LISTEN-ALONG STORYBOOK, a website and iTunes podcast, lets consumers download audiobooks of select Sterling picture books. It will delight children and bring backlist titles back into the spotlight. LISTEN-ALONG STORYBOOK rolls out with eight of our most popular titles. Every book in the program willl have a sticker directing readers to the website, www.listenalongstorybook.com, where they can get the free downloads or listen to them as streaming audio.

You can sample one of the books, Cesar takes a break, by clicking here. You might also enjoy seeing how this title was turned into an audiobook. Here is a podcast about how the audiobook of Cesar takes a break was recorded. To view the podcast with a full screen double click on it. 

Here is my review of the print version of Cesar takes a break.

Cesar takes a break
Susan Collins Thoms
Illustrated by Roge
Picture Book
Ages 4 to 7
Sterling, 2008, 1402736533
   Cesar is an iguana who was adopted by Ms. Lee and who now lives in a second-grade classroom at Pinebrook Elementary School. Cesar has a very comfortable life, and he thinks the world of his children, who happily tend to his every need. He often wonders “how this class every managed” before he arrived on the scene. With his help class time runs smoothly for everyone, and Cesar is understandably very proud of his abilities.
   Then the most dreadful thing happens! Cesar learns that he is going to be all alone for an entire week. School will be closed for Spring Break and Cesar is going to have to make do with being fed by Mr. Will, the school custodian. For a day or two Cesar mopes around feeling lonely and sorry for himself. Then, being an iguana who does let life get him down, Cesar decides that he too will have a break. He will take advantage of the Spring Break situation to explore the school at his leisure.
   Children will love sharing Cesar’s adventures as he makes friends, eats wonderful meals, explores new places, and discovers that he has even more talents than he thought he did. With a delightful and often very funny story and charming artwork, this is a picture book that children will love to share with others. Iguana fans will find a section at the back of book full of interesting facts about green iguanas. 

Send me an email and I will enter you in a drawing to win all eight of the books that are in the Listen Along Storybook program.
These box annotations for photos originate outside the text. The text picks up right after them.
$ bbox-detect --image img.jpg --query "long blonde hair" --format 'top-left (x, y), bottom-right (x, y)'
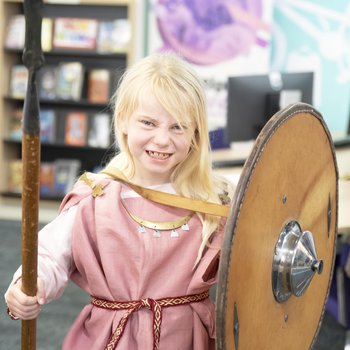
top-left (106, 53), bottom-right (232, 261)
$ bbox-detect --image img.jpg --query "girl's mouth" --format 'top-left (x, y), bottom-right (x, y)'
top-left (147, 151), bottom-right (171, 160)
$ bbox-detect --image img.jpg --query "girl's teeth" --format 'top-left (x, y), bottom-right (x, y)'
top-left (148, 151), bottom-right (169, 159)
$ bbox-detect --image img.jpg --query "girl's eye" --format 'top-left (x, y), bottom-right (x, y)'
top-left (141, 119), bottom-right (154, 126)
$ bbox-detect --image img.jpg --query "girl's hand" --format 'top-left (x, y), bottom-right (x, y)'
top-left (6, 278), bottom-right (45, 320)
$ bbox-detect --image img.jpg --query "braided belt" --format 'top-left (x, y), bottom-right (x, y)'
top-left (91, 291), bottom-right (209, 350)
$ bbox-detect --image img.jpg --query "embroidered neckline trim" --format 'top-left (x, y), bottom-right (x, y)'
top-left (121, 200), bottom-right (194, 231)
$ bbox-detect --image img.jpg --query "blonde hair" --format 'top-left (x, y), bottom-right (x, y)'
top-left (106, 53), bottom-right (232, 261)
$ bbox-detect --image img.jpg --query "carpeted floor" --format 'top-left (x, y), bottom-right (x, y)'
top-left (0, 221), bottom-right (345, 350)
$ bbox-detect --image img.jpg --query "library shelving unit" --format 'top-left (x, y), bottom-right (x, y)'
top-left (0, 0), bottom-right (135, 217)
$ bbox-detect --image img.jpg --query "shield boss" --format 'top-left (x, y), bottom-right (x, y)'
top-left (216, 103), bottom-right (338, 350)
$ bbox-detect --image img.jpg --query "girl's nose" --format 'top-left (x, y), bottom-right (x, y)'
top-left (153, 129), bottom-right (170, 146)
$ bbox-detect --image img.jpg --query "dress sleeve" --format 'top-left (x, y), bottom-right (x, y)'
top-left (5, 205), bottom-right (77, 303)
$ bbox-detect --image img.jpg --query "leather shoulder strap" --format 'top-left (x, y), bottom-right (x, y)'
top-left (101, 165), bottom-right (230, 217)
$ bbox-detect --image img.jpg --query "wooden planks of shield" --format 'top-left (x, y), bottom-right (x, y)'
top-left (216, 103), bottom-right (338, 350)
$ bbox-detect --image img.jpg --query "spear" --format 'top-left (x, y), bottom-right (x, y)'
top-left (22, 0), bottom-right (44, 350)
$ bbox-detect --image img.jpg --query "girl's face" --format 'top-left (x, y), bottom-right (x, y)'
top-left (122, 96), bottom-right (192, 186)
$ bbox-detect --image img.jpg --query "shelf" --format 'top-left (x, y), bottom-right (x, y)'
top-left (3, 137), bottom-right (115, 152)
top-left (4, 96), bottom-right (111, 111)
top-left (0, 0), bottom-right (135, 211)
top-left (4, 48), bottom-right (128, 60)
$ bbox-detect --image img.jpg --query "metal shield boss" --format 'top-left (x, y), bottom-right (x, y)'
top-left (216, 103), bottom-right (338, 350)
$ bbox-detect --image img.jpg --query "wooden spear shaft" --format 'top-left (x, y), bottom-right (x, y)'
top-left (22, 0), bottom-right (44, 350)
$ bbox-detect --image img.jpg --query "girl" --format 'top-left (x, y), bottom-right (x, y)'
top-left (5, 53), bottom-right (231, 350)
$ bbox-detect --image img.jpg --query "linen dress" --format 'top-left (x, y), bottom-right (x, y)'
top-left (34, 174), bottom-right (222, 350)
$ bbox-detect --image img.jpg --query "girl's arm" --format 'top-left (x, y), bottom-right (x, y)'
top-left (5, 206), bottom-right (77, 314)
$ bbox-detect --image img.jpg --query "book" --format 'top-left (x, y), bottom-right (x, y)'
top-left (8, 108), bottom-right (23, 141)
top-left (53, 17), bottom-right (98, 50)
top-left (56, 62), bottom-right (84, 101)
top-left (64, 112), bottom-right (88, 146)
top-left (7, 159), bottom-right (22, 193)
top-left (87, 69), bottom-right (110, 103)
top-left (55, 159), bottom-right (81, 196)
top-left (40, 109), bottom-right (56, 143)
top-left (88, 113), bottom-right (111, 148)
top-left (38, 65), bottom-right (57, 100)
top-left (96, 18), bottom-right (131, 53)
top-left (5, 14), bottom-right (25, 50)
top-left (41, 17), bottom-right (53, 52)
top-left (40, 162), bottom-right (56, 197)
top-left (10, 64), bottom-right (28, 99)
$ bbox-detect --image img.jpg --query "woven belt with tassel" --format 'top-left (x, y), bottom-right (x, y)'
top-left (91, 291), bottom-right (209, 350)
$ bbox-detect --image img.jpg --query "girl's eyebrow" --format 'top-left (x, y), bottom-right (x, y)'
top-left (138, 113), bottom-right (157, 122)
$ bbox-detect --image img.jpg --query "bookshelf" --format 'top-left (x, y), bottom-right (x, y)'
top-left (0, 0), bottom-right (135, 217)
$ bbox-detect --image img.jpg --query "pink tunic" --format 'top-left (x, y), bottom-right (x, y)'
top-left (61, 174), bottom-right (222, 350)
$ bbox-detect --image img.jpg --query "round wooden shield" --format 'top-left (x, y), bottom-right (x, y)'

Three of you will be lucky winners! These are the books that are included in the giveaway.

Good luck!


Aaron Mead said...

Hmmm. I'm not a big fan of the whole "listen along" idea. Seems like this makes it easier for adults to opt out of reading to their children by letting technology do it for them. While the book gets read to the child, the child misses out on all the important relational benefits that come from snuggling on the couch and reading together. I realize that these products are not meant to replace the real thing, but I worry that in our drive to make things "easier" and "more efficient" via technology, replacement ends up being the result.

Terry Doherty said...

Thanks for the link. I love the idea of having a read-along version. It helps kids connect with the words in their own way, and it allows them to hear a story in different ways.

For parents who are uncomfortable reading aloud - or parents who can't read at all - this is a way to engage kids with books. No one says you can't sit and listen together!

Marya Jansen-Gruber said...

The great thing about products like this is that they often get children who do not like books and reading interested in stories and storytelling. Children who think books are "boring" will discover that there is a world of entertainment out there that they really did not appreciate before.